BIZTECH: What is the next big threat that organizations should be looking to defend against?
NATHER: Attackers will find it easier to take advantage of diminished social cohesion in a workforce that never meets in person anymore. It will be more straightforward to scam people by calling them at home and claiming to be from the IT department; gaining credentialed access to systems will be more likely to go unchallenged when people don’t see each other every day and new employees are added but only seen when they’re invited to videoconferences.
Visibility gaps can grow when the workforce is distributed, there’s more BYOD due to supply chain problems and local ISPs sit between the corporate security team and the workers at home. Next-level intrusion and impersonation are the threats to watch out for.
FORD: In my opinion — and the examples are many — we should all be wary of “god mode” control planes built for in-house power users. “Do and check” audits won’t work; we need to think about pairing-required power user modes, or “double do” scenarios, where two folks compare their proposal for action. Customers will eventually, and justifiably, demand insight into what was done to and for their accounts.

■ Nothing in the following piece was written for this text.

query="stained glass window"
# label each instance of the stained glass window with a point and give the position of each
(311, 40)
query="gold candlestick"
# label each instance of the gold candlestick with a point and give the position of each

BONE: Beyond targeting weak infrastructure and systems, threat trends typically follow technology trends. Artificial intelligence is a good example. As AI and machine learning become embedded in all sorts of systems, so too do our areas of exposure. AI can be used to build security solutions, but it can also be circumvented, tricked, retrained and compromised. AI/ML systems are relatively immature, and with that will come vulnerabilities that we are only beginning to understand.